Jun 1

3:30 pm

## Analysis of a Strategy for Sequencing the Human Genome

### Richard Karp

Seminar

University of Washington - Departments of Computer Science and Engineering & Molecular Biotechnology

Large DNA molecules such as chromosomes are usually sequenced using a divide-and-conquer strategy based on the construction of a library of clones. Abstractly, the linear DNA molecule to be sequenced (the target) can be viewed as a long line segment, and the clones, as shorter line segments drawn at random from the long segment. A key parameter is the redundancy R, defined as the average number of clones covering a point on the target. The redundancy must be large enough to ensure that the target is completely, or nearly completely, covered by clones. A process known as physical mapping is used to determine how the clones are arranged along the target. Once this is done, a "tiling path" of clones that together cover the target with minimal overlap is constructed, and the problem is thereby reduced to sequencing each clone in the tiling path.

Recently Hood, Smith and Venter proposed a method for sequencing a large target without physical mapping. The first step is to sequence a short segment at each end of each clone. These segments are called Sequence Tagged Connectors (STC's). Then a seed clone from the library is sequenced completely and, by comparing every STC with this sequence, clones are identified that barely overlap the seed clone and overhang it to the right and left. These clones are then sequenced in turn. At a general step, STC's are used to find new clones that barely overlap the region that has been sequenced and extend it to the right and left.

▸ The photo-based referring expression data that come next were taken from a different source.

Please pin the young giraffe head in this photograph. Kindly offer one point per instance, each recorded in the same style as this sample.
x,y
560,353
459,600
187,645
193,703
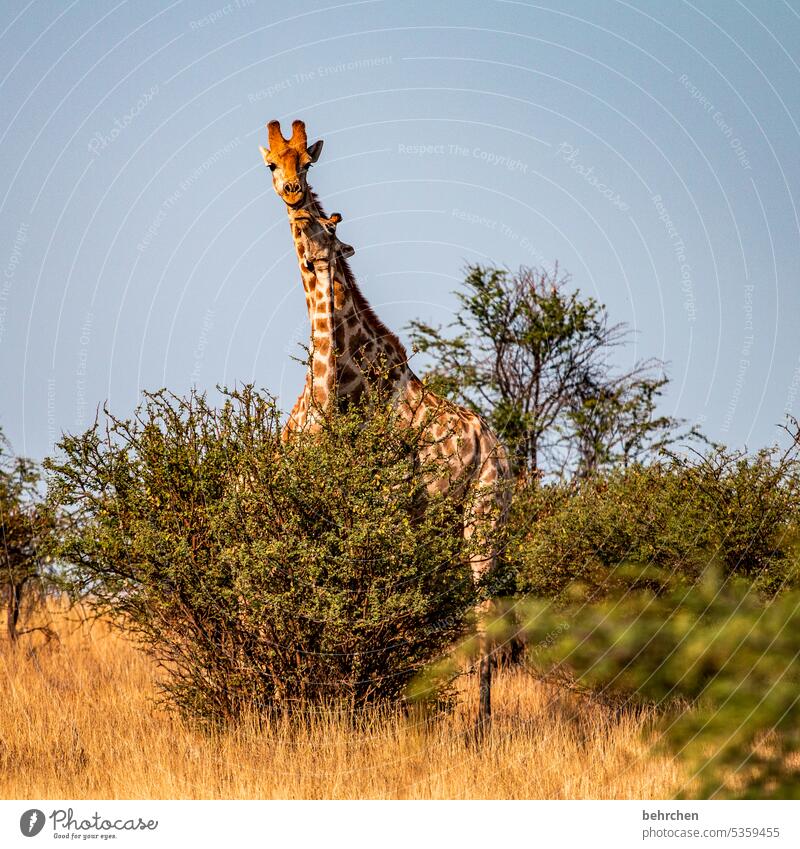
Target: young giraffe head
x,y
289,161
317,236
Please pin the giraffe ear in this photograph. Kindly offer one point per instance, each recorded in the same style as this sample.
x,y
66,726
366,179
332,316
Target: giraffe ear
x,y
314,150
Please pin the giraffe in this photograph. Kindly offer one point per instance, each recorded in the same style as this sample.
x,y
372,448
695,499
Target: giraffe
x,y
352,352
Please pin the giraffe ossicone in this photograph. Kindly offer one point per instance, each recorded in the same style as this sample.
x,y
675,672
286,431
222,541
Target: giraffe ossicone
x,y
352,354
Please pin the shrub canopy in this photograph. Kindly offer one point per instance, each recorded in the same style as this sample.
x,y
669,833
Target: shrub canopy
x,y
259,573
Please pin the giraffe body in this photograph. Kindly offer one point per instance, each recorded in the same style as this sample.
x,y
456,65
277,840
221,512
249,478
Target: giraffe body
x,y
353,354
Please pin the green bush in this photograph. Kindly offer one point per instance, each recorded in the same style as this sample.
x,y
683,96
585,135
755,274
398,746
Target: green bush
x,y
725,662
263,574
650,526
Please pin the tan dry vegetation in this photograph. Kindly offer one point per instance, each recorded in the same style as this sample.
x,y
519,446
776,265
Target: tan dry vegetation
x,y
79,719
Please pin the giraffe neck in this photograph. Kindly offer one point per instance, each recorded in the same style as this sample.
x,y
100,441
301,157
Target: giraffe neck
x,y
351,348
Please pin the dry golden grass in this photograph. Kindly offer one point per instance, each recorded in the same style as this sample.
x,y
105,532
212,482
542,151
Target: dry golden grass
x,y
78,719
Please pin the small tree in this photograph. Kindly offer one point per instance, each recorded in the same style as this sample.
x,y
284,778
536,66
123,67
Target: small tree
x,y
612,421
25,535
262,574
531,355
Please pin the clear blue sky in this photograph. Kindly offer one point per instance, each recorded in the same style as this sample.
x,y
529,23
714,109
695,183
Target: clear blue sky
x,y
651,148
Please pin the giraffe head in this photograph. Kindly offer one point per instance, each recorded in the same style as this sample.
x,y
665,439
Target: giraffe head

A. Siegel et al have constructed a probabilistic model of this process, in order to determine its attractiveness for sequencing large genomes. They investigate the following questions: in the presence of errors in the sequencing of the STC's, will comparison of STC's with sequenced clones correctly identify a tiling path? How should the redundancy be chosen to optimize the trade-off between the cost of end sequencing and the cost of full sequencing of clones along the tiling path?

R. Shamir and the speaker have extended this analysis by considering the effects of variation in clone size and inhomogeneity in the distribution of clones along the target. Using the renewal-reward theorem we derive closed-form expressions for the optimal redundancy and the expected cost of sequencing the genome as a function of the cost of end sequencing and the cost of complete sequencing. We also determine an optimal policy for choosing the next clone to extend a tiling path when the sizes of the clones, as well as the locations of their associated STC's, are known.